Final Cut: Art, Money, and Ego in the Making of Heaven's Gate, the Film that Sank United Artists

Final Cut: Art, Money, and Ego in the Making of Heaven's Gate, the Film that Sank United Artists



The Pequod Review:

Steven Bach's Final Cut is a profile of the infamous 1984 Hollywood flop, Heaven's Gate. As Bach explains it, Heaven's Gate "did not merely fail (failure is forgivable, sometimes even embraced, in the strange labyrinths of the Hollywood psyche). Heaven's Gate did the unthinkable: It sank a studio. Less than a month after the picture's second release, United Artists — the company founded by Douglas Fairbanks, Mary Pickford, D.W. Griffith and Charlie Chaplin — for all practical purposes ceased to exist. What happened?" Final Cut is Bach's extraordinarily successful attempt to answer that question.

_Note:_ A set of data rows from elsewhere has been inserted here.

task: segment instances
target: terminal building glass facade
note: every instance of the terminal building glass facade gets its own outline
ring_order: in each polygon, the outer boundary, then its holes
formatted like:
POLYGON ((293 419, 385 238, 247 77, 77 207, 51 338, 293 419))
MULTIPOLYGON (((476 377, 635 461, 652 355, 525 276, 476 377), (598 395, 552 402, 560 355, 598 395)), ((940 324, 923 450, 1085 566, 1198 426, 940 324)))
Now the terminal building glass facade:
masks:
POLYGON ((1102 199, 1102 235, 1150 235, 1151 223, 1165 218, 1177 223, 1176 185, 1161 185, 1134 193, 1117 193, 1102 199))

The book is astonishing first and foremost because of its author's background. Steven Bach was Senior Vice President and Head of Worldwide Production for United Artists throughout the entire two-year Heaven's Gate production process. He would be fired after the film became a critical and popular disaster. But instead of a defensive or self-justifying account, he has written an intelligent and lucid analysis that points blame in every direction, including his own. Through it all, he shows exactly how it all snowballed, as the budget gradually ballooned to $36 million (from an original $7.5 million) and an acclaimed director (Michael Cimino, fresh off his Best Picture Oscar for The Deer Hunter) was given such freedom and control that he could override any misgivings from others.

By using a specific case study, Bach has produced one of the best insider accounts of what it is really like to make a movie — how the studio, director, producers, and actors all work together to steer a project from the time of screenwriting through its release. And where Bach especially shines is in his review of the tension between financial and creative concerns; some of the best parts of the book show how closely the studio was tracking the real time financial performance of its various pictures in process. At the end of the day, studios are a business, and it takes an extremely unique combination of circumstances for a film to evade the usual controls and bring down an entire company.